Un experto analiza la carne recolectada por el servicio de Salud Pública de Brasil, tras una inspección en supermercados.

De hecho, el índice de la Bolsa de San Pablo (Ibovespa) volvió a cerrar ayer con una baja significativa. Afirman que la caída ( de 2,93%) fue la más pronunciada desde el 1º de diciembre pasado. Esta vez, el derrape corrió por cuenta de la disminución del precio de las commodities y del escenario externo. Pero según Pedro Galdi, de Upside Investor, “el malestar ya venía con la situación doméstica por la Operación Carne Débil y sus consecuencias para el mercado brasileño”. Analistas de Capital Economics, con sede en Londres, dijeron que el episodio que pone en tela de juicio las exportaciones de carnes del país “es la última cosa que precisaba Brasil”. No es un “detalle”. Lo que está en juego es el futuro del tercer sector productivo brasileño más importante: en 2016 las ventas cárnicas al exterior representaron 14.000 millones de dólares. Equivale al 12% de su comercio exterior.

Ayer más países se sumaron al embargo de los despachos brasileños de todo tipo de carne: bovina, cerdo, aves y alimentos procesados. Temerosos del ingreso de productos “impropios” a sus mercados domésticos Hong Kong, Japón, México, Suiza y Jamaica decidieron suspender cualquier embarque procedente del país. Algunos hasta evalúan retirar las carnes brasileñas de las góndolas de supermercados. El caso de Hong Kong es llamativo: fue líder de la importaciones de carnes bovinas y derivados desde Brasil el último año con adquisiciones por 1.800 millones de dólares.

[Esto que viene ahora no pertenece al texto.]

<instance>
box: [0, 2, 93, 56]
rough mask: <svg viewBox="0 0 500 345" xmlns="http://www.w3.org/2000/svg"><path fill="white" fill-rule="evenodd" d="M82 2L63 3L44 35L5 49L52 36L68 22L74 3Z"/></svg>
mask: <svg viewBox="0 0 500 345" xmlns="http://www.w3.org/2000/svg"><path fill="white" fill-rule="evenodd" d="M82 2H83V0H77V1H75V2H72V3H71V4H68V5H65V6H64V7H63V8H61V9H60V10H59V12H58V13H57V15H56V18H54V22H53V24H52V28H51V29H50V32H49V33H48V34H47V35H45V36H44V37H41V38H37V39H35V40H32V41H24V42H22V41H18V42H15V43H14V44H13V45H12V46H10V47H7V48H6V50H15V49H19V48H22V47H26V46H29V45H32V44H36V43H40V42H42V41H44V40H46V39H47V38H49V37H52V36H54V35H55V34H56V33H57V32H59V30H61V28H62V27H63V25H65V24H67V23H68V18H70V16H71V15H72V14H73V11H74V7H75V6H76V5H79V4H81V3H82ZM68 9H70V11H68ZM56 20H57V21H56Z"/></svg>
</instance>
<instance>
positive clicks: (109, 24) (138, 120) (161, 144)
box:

Pese a estos datos, el presidente Michel Temer insistió en su tesis de que “la crisis va a pasar rápido”. Lo dijo en un contacto con la prensa, ayer por la mañana. El caso “Carne Débil”, que puso de relieve una red de corrupción y mafias que hacían la vista gorda a numerosas irregularidades de grandes frigoríficos será tratado a nivel de la Organización Mundial del Comercio. Los funcionarios de la OMC demandaron a los negociadores brasileños un informe exhaustivo sobre el escándalo de las carnes putrefactas en alimentos envasados y teóricamente frescos. Los comités técnicos del organismo internacional recibirán las documentaciones del caso y se pronunciarán sobre el tema. Esta es la primera vez, desde que estalló el caso el viernes pasado, que los socios comerciales de Brasil se movilizaron para que el tema fuera tratado en Ginebra, sede de la OMC.

El embargo chino a las carnes brasileñas es un fuerte golpe a la economía del país. Las ventas a China treparon el año pasado a 1.750 millones de dólares; es 47% de las exportacoines de carne bovina brasileña (3.700 el año pasado). Corea del Sur revisó ayer su embargo y decidió, en lugar de esa medida extrema, fiscalizar en los puertos de llegada la calidad de los productos. A los que ya adoptaron medidas restrictivas, podrán sumarse Egipto y Argelia. Desde luego, estas suspensiones y restricciones ya tuvieron una consecuencia en los precios. Según los analistas cayó el precio de la arroba de carne bovina.

También ayer, el ministro de Agricultura de Brasil, Blairo Maggi, visitó una planta de producción avícola de Paraná, destinada básicamente al mercado externo. Allí admitió que “faltan fiscales” para vigilar las normas sanitarias con las que se producen los alimentos.